Be interesting to see if you can get enough clearance with the lower frog,
using the buffer method in a sort of practical way.
I'd guess the reason is simply down to effort, especially for one who hones a rounded bevel of 80 degrees on the cap.
I hope Warren visits soon, have you showed him that old cap iron to compare?
I can't remember. The couple of times he's been here, it's like finding a long lost older brother who is a lot deeper than you are (you being me), but I think he may have been a little surprised to see the amount of activity and wares here from it, too. You never know if people are just making things up on the internet.
I learned that warren really is what he says even though I fairly rudely picked at him trying to get him to prove it before and share some work. It's his business as to why he doesn't want to share it, but a large part of it is well over my head and well over the head of anything I've ever seen on here (think fine work combined with carving that only a professional carver could do).
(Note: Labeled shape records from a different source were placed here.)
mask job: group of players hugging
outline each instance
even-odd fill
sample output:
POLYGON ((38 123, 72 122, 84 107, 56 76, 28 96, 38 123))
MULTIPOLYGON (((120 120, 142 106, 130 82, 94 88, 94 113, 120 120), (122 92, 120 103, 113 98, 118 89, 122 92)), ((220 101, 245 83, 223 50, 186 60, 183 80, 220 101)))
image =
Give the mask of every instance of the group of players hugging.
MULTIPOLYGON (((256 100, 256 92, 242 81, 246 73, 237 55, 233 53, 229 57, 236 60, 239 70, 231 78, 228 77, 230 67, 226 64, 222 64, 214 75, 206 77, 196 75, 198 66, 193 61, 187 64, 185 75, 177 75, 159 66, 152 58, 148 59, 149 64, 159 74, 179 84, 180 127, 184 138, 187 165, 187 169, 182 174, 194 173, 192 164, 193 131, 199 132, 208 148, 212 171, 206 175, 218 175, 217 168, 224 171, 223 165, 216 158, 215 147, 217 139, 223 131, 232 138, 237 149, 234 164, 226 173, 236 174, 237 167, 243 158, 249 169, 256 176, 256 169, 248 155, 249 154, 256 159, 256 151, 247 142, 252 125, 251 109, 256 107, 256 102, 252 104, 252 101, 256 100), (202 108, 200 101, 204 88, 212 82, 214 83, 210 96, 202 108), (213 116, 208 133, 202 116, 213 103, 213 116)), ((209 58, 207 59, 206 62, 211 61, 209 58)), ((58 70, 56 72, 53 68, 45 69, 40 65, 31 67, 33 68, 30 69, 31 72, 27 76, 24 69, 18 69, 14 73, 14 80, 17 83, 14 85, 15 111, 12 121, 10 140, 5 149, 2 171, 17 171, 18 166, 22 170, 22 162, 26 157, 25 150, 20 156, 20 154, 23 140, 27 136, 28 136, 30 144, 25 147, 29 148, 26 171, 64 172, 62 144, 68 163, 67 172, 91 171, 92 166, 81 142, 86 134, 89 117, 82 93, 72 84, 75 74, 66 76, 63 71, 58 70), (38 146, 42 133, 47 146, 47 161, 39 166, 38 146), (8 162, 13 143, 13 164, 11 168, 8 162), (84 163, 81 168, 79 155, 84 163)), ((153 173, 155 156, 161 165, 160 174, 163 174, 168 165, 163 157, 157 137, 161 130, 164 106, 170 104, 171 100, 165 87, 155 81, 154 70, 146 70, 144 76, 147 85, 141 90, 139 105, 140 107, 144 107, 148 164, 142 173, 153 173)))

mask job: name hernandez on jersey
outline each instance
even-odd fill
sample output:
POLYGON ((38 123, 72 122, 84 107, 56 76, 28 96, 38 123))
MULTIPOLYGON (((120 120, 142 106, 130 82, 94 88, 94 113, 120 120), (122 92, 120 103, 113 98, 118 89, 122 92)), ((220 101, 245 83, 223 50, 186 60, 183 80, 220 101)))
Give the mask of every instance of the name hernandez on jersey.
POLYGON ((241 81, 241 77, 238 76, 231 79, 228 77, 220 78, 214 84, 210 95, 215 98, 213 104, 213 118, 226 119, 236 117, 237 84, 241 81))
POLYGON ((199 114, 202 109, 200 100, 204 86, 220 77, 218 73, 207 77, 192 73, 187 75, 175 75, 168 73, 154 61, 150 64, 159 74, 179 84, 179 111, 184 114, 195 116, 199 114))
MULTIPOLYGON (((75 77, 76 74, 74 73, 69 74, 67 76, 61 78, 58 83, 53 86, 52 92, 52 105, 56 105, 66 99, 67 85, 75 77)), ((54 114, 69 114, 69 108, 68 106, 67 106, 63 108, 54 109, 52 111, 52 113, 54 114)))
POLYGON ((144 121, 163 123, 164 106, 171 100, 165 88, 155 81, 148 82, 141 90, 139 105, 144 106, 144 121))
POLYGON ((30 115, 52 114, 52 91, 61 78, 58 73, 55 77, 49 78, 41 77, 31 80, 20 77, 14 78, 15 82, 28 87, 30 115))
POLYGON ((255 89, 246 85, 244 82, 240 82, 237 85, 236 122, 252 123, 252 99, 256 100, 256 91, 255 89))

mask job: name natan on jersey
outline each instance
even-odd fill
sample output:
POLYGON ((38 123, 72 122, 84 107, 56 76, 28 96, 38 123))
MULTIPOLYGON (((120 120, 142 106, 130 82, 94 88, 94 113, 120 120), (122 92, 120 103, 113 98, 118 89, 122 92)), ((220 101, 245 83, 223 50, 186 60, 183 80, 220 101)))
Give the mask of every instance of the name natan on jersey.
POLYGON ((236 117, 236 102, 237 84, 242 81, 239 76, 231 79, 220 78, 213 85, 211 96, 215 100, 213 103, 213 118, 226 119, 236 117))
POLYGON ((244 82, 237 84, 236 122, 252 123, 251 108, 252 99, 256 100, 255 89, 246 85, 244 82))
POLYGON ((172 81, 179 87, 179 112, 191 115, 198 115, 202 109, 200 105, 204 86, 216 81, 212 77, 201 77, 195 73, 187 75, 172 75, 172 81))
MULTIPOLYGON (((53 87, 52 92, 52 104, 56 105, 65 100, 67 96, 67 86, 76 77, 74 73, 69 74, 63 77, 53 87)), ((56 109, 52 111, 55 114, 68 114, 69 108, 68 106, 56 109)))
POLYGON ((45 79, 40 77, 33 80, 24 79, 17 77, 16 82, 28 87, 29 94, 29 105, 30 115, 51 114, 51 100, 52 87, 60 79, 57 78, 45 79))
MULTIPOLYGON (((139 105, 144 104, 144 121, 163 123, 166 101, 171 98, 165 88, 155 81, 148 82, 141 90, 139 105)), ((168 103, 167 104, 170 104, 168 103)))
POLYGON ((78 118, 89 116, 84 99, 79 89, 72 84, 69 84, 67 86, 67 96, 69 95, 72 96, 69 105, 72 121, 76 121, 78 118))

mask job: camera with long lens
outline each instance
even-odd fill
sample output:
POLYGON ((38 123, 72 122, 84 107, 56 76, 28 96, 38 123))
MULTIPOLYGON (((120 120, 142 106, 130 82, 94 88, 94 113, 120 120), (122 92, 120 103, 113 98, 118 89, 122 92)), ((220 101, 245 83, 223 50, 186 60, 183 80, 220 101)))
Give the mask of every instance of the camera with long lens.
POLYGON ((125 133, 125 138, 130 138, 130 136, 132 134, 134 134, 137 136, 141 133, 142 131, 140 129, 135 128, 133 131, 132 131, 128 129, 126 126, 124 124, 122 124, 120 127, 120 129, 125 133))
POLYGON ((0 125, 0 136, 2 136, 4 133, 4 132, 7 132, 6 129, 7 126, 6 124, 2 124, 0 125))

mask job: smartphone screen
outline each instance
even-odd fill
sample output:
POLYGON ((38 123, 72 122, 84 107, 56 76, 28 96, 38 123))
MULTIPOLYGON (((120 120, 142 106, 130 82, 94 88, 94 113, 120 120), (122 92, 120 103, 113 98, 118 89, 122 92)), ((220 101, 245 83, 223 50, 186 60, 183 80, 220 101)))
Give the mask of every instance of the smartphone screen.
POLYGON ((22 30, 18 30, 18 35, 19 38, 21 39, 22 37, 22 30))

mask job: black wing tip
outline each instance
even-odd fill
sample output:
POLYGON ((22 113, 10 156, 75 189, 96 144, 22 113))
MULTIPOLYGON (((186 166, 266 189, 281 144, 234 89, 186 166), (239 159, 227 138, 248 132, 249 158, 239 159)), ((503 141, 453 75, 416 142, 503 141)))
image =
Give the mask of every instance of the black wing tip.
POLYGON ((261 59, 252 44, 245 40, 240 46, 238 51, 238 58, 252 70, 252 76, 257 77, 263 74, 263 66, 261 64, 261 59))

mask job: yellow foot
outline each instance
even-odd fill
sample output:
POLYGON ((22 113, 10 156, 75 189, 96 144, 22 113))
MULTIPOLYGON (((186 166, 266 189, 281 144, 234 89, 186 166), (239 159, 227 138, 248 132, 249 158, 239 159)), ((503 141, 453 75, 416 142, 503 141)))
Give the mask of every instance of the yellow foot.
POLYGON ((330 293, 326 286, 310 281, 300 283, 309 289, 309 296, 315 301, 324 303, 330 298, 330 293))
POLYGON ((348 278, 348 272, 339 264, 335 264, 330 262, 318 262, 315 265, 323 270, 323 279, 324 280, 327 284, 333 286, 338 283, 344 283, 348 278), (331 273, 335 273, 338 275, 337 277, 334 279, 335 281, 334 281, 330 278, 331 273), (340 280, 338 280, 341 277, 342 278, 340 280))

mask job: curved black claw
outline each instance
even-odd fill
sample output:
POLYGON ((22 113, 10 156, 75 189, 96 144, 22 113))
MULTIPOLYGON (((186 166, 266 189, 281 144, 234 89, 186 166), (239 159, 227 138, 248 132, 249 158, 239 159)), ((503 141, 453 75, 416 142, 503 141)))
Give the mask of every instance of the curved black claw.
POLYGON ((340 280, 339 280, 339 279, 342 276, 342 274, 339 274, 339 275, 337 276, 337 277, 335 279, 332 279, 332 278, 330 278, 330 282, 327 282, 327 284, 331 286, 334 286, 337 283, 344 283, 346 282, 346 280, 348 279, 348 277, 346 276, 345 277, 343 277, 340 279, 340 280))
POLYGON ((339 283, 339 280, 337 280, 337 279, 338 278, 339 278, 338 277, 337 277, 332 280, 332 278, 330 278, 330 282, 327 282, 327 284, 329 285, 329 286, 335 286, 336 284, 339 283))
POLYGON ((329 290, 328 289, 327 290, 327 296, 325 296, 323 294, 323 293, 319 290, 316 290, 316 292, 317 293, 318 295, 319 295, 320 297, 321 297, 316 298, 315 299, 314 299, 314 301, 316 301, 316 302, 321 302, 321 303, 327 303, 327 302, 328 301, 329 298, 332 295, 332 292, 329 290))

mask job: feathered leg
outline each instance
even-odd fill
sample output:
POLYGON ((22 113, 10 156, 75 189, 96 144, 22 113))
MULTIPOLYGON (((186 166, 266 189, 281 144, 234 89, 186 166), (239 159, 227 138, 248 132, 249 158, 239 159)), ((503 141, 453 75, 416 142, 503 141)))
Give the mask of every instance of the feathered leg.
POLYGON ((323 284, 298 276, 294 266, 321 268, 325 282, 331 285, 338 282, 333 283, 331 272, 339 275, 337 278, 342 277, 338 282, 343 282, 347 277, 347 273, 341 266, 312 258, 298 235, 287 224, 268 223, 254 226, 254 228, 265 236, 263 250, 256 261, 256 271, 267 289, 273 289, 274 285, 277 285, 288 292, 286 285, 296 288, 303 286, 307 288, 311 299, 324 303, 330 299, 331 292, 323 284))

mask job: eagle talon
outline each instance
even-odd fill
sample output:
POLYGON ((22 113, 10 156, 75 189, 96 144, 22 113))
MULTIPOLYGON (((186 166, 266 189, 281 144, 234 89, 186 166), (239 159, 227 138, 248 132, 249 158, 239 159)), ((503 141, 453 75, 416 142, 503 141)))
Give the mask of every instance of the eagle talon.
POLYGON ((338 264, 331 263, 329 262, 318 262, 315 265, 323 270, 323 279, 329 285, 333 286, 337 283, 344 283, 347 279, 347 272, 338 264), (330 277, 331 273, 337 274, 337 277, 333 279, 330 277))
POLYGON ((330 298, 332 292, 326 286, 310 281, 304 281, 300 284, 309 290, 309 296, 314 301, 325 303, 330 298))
We did look over some planes and some chisels - but I just don't remember if I got into the minutiae of the cap iron in a try plane vs. a smoother. I roll the tip of my smoother a little less steep than warren does probably, but there's also unlikely to be that much difference otherwise. He mentioned that at one point, he was doing client work with something intolerant and added a tiny bit of steepness (hopefully that doesn't lack precision - warren's description of things is *precise*, there's not much willy nilly anything) and that allowed the plane to get through it and that was the end of that. But the profile he's talking about has relief up from the initial point quickly so that wasted work isn't done.
He feels like my planes are heavy a pound or two, which I already knew, but I don't think he had any objection to anything here other than he doesn't waste money on tools and have six of anything. I will have a current user, but travel into the basement and dig out five more of the same thing that are on hand for a reason other than current use - like comparing cap irons of all of them, which would sound like a waste of time, but it yet again, illuminates why the mature versions of the better companies were made the way they are.
I know it wears people out when I talk about being very deep in plane design and generally looking deeper than most people, and being pretty impatient when someone attempts to "learn me up" about something basic, but I kind of take the tool thing as being important like someone who makes mostly furniture would have their preferences and it wouldn't just be superficial things.
I also expect that most people won't care about almost all of the things that i find - I got past the point of thinking I should only look at things others would find useful in terms of wider consensus.
The intersection with what warren has learned and done is rewarding, though. I just don't process information as well as other people do and I really need to be in the soup. Warren is a combination of encyclopedic, detail oriented and mentally organized that I won't have.
He's nicer than me, too, but I did apologize about being hard on him and pushing him for information when explaining why. maybe the same thing would happen if Derek ever visited, too. I'd certainly have him in the shop without reservation. There'd be no great reason to come to Pittsburgh unless Rob Lee was here for an Ottawa Senators game, though.